By the time Harry retired after serving longer than even J Edgar Hoover as the head of a US security agency, no one was talking about disbanding his Bureau of Narcotics. It was an essential part of the government machine, now called the DEA—the Drug Enforcement Agency.

The irony is his war did not succeed in eliminating drugs. There are more drugs than ever as the latest haul of $448 million of meth recovered from a stranded boat on Ninety Mile Beach proves. But the war does generate billions for enforcement, the legal system, and the prison industry. It gives a false sense security against racist fears, incarcerating the least powerful in society, people of colour, at a much higher rate. In New Zealand, Maori and Pacific people make up 63% of our prison population. Drug possession is one of the six most common reasons for incarceration.

It would seem Chomsky is right. Only those in power have benefitted from the perpetual war on drugs Harry started as it helps maintain their economic and political superiority.

The tragedy is no war was ever needed. If you ask what causes the scream that haunted Harry, drug addiction, we would probably say drugs. But studies show addiction is neither an illness nor a moral failing—it is an adaptation. When a rat is put alone in a cage and provided access to an opiate it will use it until it kills it. When an addicted rat is put into a cage with other rats with access to an opiate it will eventually stop using it. There was an extremely high rate of heroin addiction amongst US soldiers in Vietnam. When they returned home 95% stopped using it, mostly without benefit of rehab. Other studies have discovered that when young people get addicted they often naturally stop in their mid-thirties. This suggests that stress and isolation are at the root of addiction and our task is to reduce both so the addict can recover naturally, and to keep them alive until they do. Think about it. If you ever had major surgery and were given morphine for pain relief did you become addicted when it was no longer needed?

Harry’s war made addiction worse. Prison is hardly a stress reliever. Convincing society that addicts are moral degenerates that require “tough love” is hardly going to reduce a sense of isolation.

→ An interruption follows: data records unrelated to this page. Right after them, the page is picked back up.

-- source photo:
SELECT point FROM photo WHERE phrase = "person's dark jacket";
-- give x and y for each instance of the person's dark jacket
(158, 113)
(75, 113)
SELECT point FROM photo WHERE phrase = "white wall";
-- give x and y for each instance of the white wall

I said earlier there is a glimmer promising a light at the end of this destructive tunnel. There are states in America now permitting the use of medical marijuana and two states that have decriminalised its use. Both efforts have been strenuously resisted by the DEA. President Obama has pardoned a small number of long-term prisoners for minor drug infractions. But these are baby steps compared with Portugal. In 1999, Portugal had one of the highest rates of heroin use in the world after decades following Anslinger’s formula of punishing drug users. A panel of experts recommended that “drug users should be treated as full members of society instead of cast out as criminals or other pariahs. Instead of striving toward an unachievable perfection such as zero drug use, Portugal should decriminalise all drugs.” In 2001, the persecution of drug users and addicts officially ended. The new law stipulated that drug users should not be labelled or marginalised but encouraged to seek treatment from the State.

Many predicted disaster, but just the opposite happened when they turned the machinery of the drug war into an active machine to establish a drug peace. In the US, 90% of the money spent on drug policy goes to policing and punishment and 10% to treatment and prevention. In Portugal it is the exact opposite. They have the money now to treat with compassion those in recovery and then to give them hope by finding them decent jobs with decent wages that allow them to re-enter society with dignity. They do this by giving a hefty yearlong tax break to anyone who employs a recovering addict. Portugal has silenced Harry’s scream and is reaping the benefits.

If the rest of the world should make peace with drugs, never fear. There are still plenty of other wars to be fought. But maybe, just maybe, making peace with this war will help the world to imagine with John Lennon all the people living life in peace.